Warga negara Indonesia, lahir di Kebumen, 7 Februari 1964. Memperoleh gelar Sarjana dibidang Pendidikan Bahasa Inggris dari STKIP PGRI Jakarta pada tahun 1995. Beliau melanjutkan studi dan meraih gelar Magister Manajemen Pemasaran dari Universitas Tarumanegara dan lulus pada tahun 2006. Gelar Doktor Ekonomi dan Keuangan Islam didapatnya dari Universitas Trisakti pada tahun 2014. Pengalaman berkarir sebagai Dewan Pertimbangan IAEI (2019-sekarang) dan Ketua Pengurus Besar Nahdlatul Ulama (PBNU) dari tahun 2014 hingga tahun 2020. Selain itu beliau menjabat sebagai Anggota Dewan Pengawas di Badan Pengelola Keuangan Haji sejak tahun 2017 hingga sekarang..

 

Menjabat sebagai Komisaris PT Bank Muamalat Indonesia Tbk sejak diangkat pada Rapat Umum Pemegang Saham Luar Biasa tanggal 24 Juni 2022 dan saat ini masih dalam proses pengajuan Penilaian Kemampuan dan Kepatutan ke Otoritas Jasa Keuangan (OJK).

 

*) Efektif setelah Lulus Penilaian Kemampuan dan Kepatuhan dari OJK

Andre Mirza Hartawan
Komisaris

Warga negara Indonesia, lahir di Jakarta, 9 April 1969. Memperoleh gelar Sarjana Teknik Industri di Institut Teknologi Bandung (1993) dan gelar Master of Business Administration dari Graduate School of Business, Curtin University Perth Australia (1997), Kandidat Doctor dari Universitas yang sama di tahun 2005 dan gelar Doktor Ilmu Ekonomi dari Universitas Trisakti (2020).
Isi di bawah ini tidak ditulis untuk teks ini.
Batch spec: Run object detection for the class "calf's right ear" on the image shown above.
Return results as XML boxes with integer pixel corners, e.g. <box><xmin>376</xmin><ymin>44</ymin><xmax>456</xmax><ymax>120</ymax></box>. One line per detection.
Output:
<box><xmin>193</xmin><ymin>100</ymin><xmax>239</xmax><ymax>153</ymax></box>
Pernah menjabat sebagai sebagai Komisaris Independen PT Bank Muamalat Indonesia Tbk (2009-2014), Komisaris Utama di PT Auto Daya Keisindo (2005-2019), Komisaris PT Panca Amara Utama (2009-2019), dan Komisaris Utama PT Auto Daya Aamara (2014-2019), dan Komisaris Utama PT Syres Power Energy (2004-2019). Selain itu beliau menjabat sebagai Komisaris Utama PT Wisma Seratus Sejahtera (2014-sekarang) dan Komisaris Independen PT Bank Oke Indonesia Tbk (2019-sekarang).

 

Menjabat sebagai Komisaris PT Bank Muamalat Indonesia Tbk sejak diangkat pada Rapat Umum Pemegang Saham Luar Biasa tanggal 28 Februari 2022 dan telah mendapat keputusan efektif dari Otoritas Jasa Keuangan (OJK) tanggal 19 Juli 2022.